If validated, an elegant solution would be to reduce the dose to the clinically uninvolved prostate to <81 Gy, while maintaining or increasing the radiation dose to the dominant prostatic nodule by employing a non-uniform dose distribution (20,21). The development of multiparametric MRI, consisting of T2-weighted imaging, diffusion-weighted imaging and dynamic contrast enhancement, potentially allows the clinician to selectively target clinically significant dominant prostatic masses with a reasonable level of confidence (22). The widespread availability of cone beam CT increases confidence that the boost volume will be accurately targeted. Several investigators have treated the entire prostate with 72–78 Gy, while boosting the dominant MRI nodule to 80–83 Gy (20,21). These studies demonstrated 33–53% acute grade ≥2 GU toxicity, 8–20% acute grade ≥2 GI toxicity, 8–29% late grade ≥2 GU toxicity and 4–10% late grade ≥2 GI toxicity, with promising efficacy results. The present study provides further evidence that boosting the dominant intraprostatic nodule is feasible and well-tolerated.
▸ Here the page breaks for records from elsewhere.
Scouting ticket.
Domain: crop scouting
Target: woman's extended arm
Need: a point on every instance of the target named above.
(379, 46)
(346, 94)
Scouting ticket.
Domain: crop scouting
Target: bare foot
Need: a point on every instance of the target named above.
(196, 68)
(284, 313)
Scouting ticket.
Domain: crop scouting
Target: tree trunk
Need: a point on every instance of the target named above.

Other approaches employed in this study to reduce normal tissue toxicity include limiting the volume of seminal vesicles treated and using more stringent normal tissue dose-volume constraints (23). In this hypothesis-generating study, routine use of MRI-fusion, implementing strict dose-volume constraints and reducing dose to the uninvolved prostate to <80 Gy was associated with reduced late grade ≥2 rectal bleeding compared with historical controls treated with 81 Gy. This study clearly demonstrates the feasibility of achieving higher-quality prostate radiation within a moderate volume community hospital center (24). Of note, these changes were rapidly implemented by a single physician in May 2012, without requiring turnover in dosimetry or physics staff. As a result, this dataset serves as a unique natural experiment of two distinct approaches to IMRT for prostate cancer.
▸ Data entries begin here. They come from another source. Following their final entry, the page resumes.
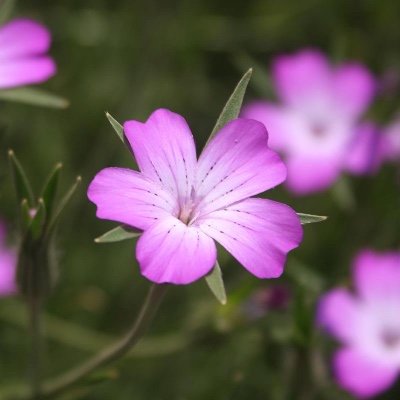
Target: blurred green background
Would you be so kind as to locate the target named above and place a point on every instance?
(129, 58)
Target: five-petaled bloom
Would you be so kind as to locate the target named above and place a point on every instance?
(316, 125)
(8, 260)
(368, 324)
(23, 59)
(183, 204)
Significant limitations of this study include its retrospective methodology, small sample size, short median follow-up and significant evolution in patient management from 2010 to 2015. Specifically, the cohort treated between January 2010 and April 2012 were more likely to have low-risk disease, reflecting the increased application of active surveillance after 2012. The patients treated between May 2012 and April 2015 benefited from the implementation of strict normal tissue constraints, available image guidance and the development of multiparametric MRI. As a result, it is not possible to attribute the observed reduction in toxicity to any single technical factor. While M-IMRT for prostate cancer requires increased resources, there may be a benefit in terms of reduced toxicity without compromising disease control, possibly suggesting improved therapeutic ratio. Confirmatory studies will be useful to validate these hypothesis-generating findings.
This study was supported in part by the Good Samaritan Hospital Foundation.